After Tichy's instrumental In The Beginning Of The End, the band turns up the heat for Razed a huge slab of pure metal that has a nice Middle Eastern tempo that always fits heavy rock so well, and Jordan tells a tale that keeps things contemporary and tight. A great drum track (Tichy did play all the drums on the album - live, without a click), that eventually eases into a soothing interlude - an oasis in the mire of metal, but soon enough the riffage returns. Ah, sweet riffage....

Speaking of Tichy's instrumental, you'll see that he's not shown all his cards to this point. He's got chops, and you can hear the drummer's rhythmic sensibilities galore here. His right hand is mad accurate (think of Gary Moore's right hand when he was still a metaller, and of course, EVH circa 1978), and there are flamenco flourishes under his nuclear alternate picking manifesto that will have heels tapping. His detail work is astonishing, and not just that - theoretically, the guy knows what he's doing. Maybe as impressive as his single note lead work is the work he's doing on acoustic underneath the rage. He's told me that he hasn't yet began to fight, that he's got a great deal more to unleash upon the world as a guitarist. Coming from some, I'd take this with a relative grain of salt, but this guy will deliver - he's a serious student of the art, a grand gypsy rocker, and a hell of a good guitar player and songwriter. This is only the beginning of a chapter.

Wide Ocean is just that - it covers a lot of ground with it's big strummed acoustic guitars, hammering drum sound and another tastefully great solo from Tichy.
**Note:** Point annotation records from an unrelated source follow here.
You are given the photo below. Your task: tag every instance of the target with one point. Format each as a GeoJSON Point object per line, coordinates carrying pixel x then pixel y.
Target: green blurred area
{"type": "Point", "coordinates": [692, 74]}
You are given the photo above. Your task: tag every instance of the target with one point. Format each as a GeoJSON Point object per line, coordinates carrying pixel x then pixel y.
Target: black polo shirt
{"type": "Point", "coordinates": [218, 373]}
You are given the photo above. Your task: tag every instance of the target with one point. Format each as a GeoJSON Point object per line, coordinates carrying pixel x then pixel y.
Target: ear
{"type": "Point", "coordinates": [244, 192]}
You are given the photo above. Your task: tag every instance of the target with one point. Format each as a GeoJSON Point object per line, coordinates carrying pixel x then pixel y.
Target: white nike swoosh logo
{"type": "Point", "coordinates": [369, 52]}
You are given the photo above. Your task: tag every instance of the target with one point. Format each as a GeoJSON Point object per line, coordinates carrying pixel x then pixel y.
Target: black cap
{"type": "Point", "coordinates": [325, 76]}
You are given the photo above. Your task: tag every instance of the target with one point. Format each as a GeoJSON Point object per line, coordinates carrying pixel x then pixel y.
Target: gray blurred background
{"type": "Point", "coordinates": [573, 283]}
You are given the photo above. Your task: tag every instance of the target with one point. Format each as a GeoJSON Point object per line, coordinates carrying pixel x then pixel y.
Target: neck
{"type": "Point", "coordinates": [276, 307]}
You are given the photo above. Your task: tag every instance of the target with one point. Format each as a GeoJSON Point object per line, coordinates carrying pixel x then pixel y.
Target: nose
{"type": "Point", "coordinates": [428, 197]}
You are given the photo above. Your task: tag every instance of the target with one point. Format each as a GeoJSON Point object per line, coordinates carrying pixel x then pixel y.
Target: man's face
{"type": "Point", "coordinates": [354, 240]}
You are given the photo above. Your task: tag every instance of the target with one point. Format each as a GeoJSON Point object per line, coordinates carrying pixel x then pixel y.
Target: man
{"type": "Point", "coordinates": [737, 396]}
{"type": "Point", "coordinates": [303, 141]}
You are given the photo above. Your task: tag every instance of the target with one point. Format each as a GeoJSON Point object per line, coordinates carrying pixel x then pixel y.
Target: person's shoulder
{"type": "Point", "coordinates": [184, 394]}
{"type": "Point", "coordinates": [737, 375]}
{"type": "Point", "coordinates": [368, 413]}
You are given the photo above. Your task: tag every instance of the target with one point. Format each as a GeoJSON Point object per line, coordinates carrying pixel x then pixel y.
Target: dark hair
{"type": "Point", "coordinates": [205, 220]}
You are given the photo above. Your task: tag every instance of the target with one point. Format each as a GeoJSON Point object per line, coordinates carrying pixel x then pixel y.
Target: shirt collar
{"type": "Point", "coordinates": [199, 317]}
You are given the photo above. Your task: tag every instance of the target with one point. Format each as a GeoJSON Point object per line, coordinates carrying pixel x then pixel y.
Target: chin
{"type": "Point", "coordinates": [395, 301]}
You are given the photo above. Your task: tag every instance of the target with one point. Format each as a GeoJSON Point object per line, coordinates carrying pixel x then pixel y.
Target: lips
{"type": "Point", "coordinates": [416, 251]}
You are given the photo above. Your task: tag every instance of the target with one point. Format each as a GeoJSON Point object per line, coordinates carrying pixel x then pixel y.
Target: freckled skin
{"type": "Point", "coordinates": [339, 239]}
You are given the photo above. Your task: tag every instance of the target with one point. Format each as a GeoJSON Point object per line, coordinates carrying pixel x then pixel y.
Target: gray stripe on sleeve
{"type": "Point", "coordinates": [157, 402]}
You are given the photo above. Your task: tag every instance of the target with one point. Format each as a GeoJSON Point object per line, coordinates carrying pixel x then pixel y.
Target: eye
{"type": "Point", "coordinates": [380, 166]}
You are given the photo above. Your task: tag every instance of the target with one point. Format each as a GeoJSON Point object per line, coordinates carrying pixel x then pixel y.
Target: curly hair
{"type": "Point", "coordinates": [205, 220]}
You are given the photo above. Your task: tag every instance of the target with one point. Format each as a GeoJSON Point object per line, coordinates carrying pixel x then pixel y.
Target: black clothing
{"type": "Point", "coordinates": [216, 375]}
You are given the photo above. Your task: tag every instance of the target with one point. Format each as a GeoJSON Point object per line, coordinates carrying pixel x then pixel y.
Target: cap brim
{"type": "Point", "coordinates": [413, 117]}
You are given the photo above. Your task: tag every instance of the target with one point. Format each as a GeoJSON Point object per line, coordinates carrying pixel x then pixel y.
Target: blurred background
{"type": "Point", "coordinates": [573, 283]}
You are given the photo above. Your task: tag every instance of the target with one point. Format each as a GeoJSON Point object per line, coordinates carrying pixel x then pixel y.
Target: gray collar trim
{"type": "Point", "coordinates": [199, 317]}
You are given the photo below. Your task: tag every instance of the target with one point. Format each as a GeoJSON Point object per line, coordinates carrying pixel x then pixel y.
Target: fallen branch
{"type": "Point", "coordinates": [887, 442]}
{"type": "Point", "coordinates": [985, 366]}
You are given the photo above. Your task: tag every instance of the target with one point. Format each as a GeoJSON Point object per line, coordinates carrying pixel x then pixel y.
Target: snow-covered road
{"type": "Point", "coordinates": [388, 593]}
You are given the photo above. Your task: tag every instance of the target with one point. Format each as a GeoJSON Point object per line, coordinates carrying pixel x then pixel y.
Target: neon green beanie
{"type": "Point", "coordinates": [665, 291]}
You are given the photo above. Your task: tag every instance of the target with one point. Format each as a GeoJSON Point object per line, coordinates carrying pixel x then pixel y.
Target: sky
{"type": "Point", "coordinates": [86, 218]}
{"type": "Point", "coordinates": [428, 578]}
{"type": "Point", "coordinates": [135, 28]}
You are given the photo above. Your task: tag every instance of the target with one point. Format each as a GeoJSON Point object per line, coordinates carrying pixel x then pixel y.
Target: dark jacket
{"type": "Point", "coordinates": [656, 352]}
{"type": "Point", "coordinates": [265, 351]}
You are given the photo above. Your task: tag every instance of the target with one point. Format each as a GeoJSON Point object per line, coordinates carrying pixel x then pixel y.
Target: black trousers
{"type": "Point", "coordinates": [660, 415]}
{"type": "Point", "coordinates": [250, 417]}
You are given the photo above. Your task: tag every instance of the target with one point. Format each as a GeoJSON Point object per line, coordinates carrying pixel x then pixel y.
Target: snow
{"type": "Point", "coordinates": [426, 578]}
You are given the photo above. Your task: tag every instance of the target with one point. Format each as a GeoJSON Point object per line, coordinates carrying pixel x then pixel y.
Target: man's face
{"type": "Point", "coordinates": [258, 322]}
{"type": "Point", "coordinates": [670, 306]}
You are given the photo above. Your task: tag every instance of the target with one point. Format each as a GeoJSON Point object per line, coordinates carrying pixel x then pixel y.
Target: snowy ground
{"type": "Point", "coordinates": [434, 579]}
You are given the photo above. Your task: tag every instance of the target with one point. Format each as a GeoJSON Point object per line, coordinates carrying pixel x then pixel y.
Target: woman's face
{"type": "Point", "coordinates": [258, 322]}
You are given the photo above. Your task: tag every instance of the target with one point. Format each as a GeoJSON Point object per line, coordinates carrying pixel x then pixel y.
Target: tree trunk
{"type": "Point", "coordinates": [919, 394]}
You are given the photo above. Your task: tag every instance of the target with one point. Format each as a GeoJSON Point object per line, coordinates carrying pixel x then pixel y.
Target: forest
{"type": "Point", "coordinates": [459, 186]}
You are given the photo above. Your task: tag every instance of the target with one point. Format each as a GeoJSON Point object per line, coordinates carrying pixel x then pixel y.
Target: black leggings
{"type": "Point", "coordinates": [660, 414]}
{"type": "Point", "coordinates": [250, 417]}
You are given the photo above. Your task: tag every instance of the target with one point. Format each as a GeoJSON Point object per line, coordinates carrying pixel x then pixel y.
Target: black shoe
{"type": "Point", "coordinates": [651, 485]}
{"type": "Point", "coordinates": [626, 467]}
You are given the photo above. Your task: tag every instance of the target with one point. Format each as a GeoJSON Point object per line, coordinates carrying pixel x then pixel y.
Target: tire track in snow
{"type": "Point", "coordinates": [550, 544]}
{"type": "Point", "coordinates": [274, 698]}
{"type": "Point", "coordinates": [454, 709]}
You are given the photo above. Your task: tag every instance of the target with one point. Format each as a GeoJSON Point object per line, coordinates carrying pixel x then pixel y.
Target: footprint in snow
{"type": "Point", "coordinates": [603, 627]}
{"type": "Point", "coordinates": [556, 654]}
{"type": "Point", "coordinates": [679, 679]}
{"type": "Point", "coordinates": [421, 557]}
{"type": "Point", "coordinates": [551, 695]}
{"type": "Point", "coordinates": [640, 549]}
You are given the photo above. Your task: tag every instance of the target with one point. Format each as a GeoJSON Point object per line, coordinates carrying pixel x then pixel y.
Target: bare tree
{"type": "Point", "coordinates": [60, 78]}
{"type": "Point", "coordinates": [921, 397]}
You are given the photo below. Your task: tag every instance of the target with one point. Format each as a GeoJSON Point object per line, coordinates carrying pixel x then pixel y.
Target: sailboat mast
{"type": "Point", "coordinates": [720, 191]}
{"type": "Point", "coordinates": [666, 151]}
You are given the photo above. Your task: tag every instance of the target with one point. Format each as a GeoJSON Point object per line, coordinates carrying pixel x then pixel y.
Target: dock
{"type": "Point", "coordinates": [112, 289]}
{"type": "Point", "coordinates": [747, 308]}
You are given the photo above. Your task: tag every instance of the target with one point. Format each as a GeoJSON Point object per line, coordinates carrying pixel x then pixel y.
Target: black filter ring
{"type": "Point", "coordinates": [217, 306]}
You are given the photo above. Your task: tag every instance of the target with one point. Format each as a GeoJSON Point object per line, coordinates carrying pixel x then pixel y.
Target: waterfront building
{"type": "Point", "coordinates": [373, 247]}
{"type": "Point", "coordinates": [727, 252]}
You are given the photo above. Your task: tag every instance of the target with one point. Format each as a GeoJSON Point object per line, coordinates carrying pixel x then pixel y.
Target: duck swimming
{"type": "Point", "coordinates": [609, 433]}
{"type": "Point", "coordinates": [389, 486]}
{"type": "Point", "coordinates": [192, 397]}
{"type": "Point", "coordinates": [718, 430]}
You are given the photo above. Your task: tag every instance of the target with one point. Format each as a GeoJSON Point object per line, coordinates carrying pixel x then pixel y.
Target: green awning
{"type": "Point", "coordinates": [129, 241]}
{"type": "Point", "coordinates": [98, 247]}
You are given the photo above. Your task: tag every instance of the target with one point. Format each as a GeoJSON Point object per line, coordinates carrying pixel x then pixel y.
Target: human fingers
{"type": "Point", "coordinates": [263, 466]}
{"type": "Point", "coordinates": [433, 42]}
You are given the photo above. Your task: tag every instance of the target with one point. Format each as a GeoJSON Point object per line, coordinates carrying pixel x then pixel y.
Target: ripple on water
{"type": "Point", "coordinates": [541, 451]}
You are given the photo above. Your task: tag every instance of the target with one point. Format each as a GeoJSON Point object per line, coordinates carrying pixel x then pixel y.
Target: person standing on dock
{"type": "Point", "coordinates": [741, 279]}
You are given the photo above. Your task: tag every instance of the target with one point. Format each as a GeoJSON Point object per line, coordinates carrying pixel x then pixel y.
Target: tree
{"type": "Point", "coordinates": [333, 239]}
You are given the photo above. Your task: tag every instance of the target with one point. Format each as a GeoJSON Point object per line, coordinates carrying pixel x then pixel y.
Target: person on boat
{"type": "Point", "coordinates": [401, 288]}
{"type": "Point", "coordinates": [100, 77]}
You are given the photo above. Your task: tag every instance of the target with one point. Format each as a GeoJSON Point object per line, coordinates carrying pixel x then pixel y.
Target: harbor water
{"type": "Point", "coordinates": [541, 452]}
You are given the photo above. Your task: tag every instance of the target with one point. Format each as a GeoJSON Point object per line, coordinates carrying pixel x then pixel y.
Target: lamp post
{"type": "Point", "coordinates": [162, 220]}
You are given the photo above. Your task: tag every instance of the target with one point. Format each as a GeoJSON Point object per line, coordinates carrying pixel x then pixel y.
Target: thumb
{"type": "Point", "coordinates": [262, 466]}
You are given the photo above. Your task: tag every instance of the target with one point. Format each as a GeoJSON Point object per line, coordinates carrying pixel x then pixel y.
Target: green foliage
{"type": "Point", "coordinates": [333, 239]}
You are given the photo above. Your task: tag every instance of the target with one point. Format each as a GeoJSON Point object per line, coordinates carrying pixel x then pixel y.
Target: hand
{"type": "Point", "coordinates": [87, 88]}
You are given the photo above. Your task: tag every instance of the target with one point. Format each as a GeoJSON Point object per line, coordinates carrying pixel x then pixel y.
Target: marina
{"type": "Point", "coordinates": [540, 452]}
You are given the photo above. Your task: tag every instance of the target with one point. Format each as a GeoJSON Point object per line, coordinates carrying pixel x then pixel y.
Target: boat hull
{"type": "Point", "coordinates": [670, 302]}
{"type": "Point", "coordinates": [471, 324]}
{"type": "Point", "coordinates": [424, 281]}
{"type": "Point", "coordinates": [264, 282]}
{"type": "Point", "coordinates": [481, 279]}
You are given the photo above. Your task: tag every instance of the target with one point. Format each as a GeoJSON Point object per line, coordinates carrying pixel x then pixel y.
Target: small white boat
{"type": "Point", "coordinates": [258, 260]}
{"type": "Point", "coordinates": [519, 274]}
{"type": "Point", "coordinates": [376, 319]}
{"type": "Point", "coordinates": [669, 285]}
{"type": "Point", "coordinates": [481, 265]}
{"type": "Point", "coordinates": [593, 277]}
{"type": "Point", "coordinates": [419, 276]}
No Way Home is a brash boogie living somewhere between Pasadena and being trampled underfoot. I wish they had sold this one to the Van Halens and spared us from some demo leftovers last year. I'm so glad they take the time to nod their heads to the legacy of '70s rock - they tip their hats, but they never stay long enough on anything than to make it just that.

Something Unto Nothing is the album's instant classic. This would be great in any decade, and it's a beautiful haunter of a track. Jordan creates her own version of CSN&Y, as Tichy layers guitar on guitar on guitar in a magical fashion. The guy keeps blowing me away with his taste and restraint - he can play his ass off, but he's more musicianly than to ever let it get the best of him. This is one of the coolest tracks I've heard all year, putting me in mind of Glenn Hughes's epic Afterglow from the BCC record of the same name - great rock is being made, and damn I'm glad. I can only imagine the smiles on the face of the band when they heard this mastered. One of those 'worth the price of admission' tracks.

They wrap things up with the bluesy Goodbye, and it's a nice closer. S.U.N. is one of the great surprises of 2012 - not a bad track on the album, and loads of gold to be mined.

Sass Jordan has finally made the record I've expected her to make for ages, and Brian Tichy has shown that he's no one trick pony, and a helluva complete musician. S.U.N. - I hope they get a chance to take this act on the road - I gotta think some festival dates in Europe would be pretty cool, and God knows America needs some decent live hard rock. Oh well, you know I'm a dreamer.

This album's a scorcher - get on it.